The only thing that surprised me when I heard that the Algerian 
kidnappers had called for the release of Dr Aafia Siddiqui was that it 
hadn't happened sooner.

Don't get me wrong, as a former hostage myself, there is no way I 
condone the actions of what has unfolded in a remote corner of the 
Algerian desert.

And my heart goes out to the families of those who have lost loved ones 
in the unfolding drama at a gas plant siege said to have been 
mastermindedby Mohktar Belmokhtar. The infamous one-eyed Algerian 
militant apparently with ties to al Qaida, has claimed responsibility 
for launching Wednesday's attack.

It also goes without saying there is no way the kidnappers, whether 
politically or criminally motivated, can be justified in their actions.

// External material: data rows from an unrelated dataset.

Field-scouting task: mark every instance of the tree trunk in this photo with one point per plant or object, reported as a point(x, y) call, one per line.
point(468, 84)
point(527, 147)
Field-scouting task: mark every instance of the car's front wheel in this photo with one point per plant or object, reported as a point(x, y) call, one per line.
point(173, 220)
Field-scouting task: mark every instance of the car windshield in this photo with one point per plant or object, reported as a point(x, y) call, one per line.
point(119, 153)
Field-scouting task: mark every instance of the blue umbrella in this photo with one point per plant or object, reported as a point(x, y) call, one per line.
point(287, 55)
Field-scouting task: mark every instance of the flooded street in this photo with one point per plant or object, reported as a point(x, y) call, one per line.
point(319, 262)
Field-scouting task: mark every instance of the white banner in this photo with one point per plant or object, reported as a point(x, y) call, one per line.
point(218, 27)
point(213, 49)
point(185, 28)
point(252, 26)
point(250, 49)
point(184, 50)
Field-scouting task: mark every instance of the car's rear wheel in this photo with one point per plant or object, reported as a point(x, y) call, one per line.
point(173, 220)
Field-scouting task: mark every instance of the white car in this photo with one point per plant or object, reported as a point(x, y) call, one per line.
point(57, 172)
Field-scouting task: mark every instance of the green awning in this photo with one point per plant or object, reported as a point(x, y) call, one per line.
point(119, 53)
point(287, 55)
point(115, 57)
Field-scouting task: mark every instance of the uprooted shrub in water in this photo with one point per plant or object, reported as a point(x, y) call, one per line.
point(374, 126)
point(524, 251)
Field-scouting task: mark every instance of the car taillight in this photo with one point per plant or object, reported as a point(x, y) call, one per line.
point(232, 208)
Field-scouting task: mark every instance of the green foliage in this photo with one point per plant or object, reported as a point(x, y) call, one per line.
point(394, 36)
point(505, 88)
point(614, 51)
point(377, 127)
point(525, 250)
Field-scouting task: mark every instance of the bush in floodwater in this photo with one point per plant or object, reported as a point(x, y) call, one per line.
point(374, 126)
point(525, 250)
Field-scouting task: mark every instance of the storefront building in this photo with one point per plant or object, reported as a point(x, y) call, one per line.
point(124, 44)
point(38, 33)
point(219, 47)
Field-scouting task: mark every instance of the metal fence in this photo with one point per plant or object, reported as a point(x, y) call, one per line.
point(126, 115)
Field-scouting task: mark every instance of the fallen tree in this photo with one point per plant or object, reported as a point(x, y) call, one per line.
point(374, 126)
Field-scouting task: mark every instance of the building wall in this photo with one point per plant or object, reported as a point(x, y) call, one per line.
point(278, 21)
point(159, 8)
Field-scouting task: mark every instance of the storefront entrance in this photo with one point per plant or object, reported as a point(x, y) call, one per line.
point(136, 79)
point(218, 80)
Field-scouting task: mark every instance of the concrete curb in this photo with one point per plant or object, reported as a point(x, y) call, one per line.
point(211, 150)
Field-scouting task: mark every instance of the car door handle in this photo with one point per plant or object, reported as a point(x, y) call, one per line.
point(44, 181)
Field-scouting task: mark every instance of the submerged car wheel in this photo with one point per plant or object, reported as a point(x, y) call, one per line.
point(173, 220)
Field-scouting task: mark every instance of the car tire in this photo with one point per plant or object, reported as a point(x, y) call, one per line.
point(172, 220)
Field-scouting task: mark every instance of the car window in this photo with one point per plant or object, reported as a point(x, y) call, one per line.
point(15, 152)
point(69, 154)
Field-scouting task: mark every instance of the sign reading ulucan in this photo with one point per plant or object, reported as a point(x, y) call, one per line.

But an injustice is an injustice and as the only western journalist to 
have specifically gone to Afghanistan to investigate the case of Dr 
Aafia Siddiqui, I have to say her plight has become a cause célèbre 
around the Muslim world.

And I have an uncomfortable feeling that more and more westerners will 
be kidnapped as their captors demand the release of Dr Aafia Siddiqui, a 
woman I once called the most wronged in the world.

So just who is Dr Aafia Siddiqui and why is a group of North Africans 
calling for her release?

Well it's very easy to get emotional about a wronged Muslim woman caught 
up in the War on Terror but I am not basing my case on emotion just some 
simple cold, hard facts and forensic evidence ... or lack of it, but 
more of that and her bizarre story  later.

Her family will certainly not be pleased that a group of Algerian 
terrorists have called for her release because it will give a perception 
in some quarters that Dr Aafia must be an Islamic extremist. It's a 
narrative pushed by US intelligence although it has to be said in her 
trial the opening statement of the prosecutor stated quite clearly that 
she was not al-Qaida nor a terrorist sympathiser.

The case of the mother-of-three is well known in every household in 
Pakistan from the most religious to the most secular ... the majority of 
which have been demanding her repatriation for years. Now she is known 
as the Daughter of the Nation although her story has travelled well 
beyond Pakistan's borders.

Thousands of Muslim children have been named after her because of all 
that she has come to symbolise. Everything that she represents stems 
from the injustices created by America's War on Terror ... the kidnaps, 
renditions, torture, rape and waterboarding.

The brilliant academic, educated in top US universities, is tonight 
languishing in a Texan jail serving an 86 year sentence after being 
found guilty of trying to kill American soldiers.

The fact they shot her at close range and nearly killed her is often 

To their eternal shame, the US soldiers serving in Afghanistan claimed 
in court under oath that the diminutive, fragile academic leapt at them 
from behind a prison cell curtain, snatching one of their guns to shoot 
and kill them. It was a fabricated story that any defence lawyer worth 
his or her salt would have ripped apart at the seams.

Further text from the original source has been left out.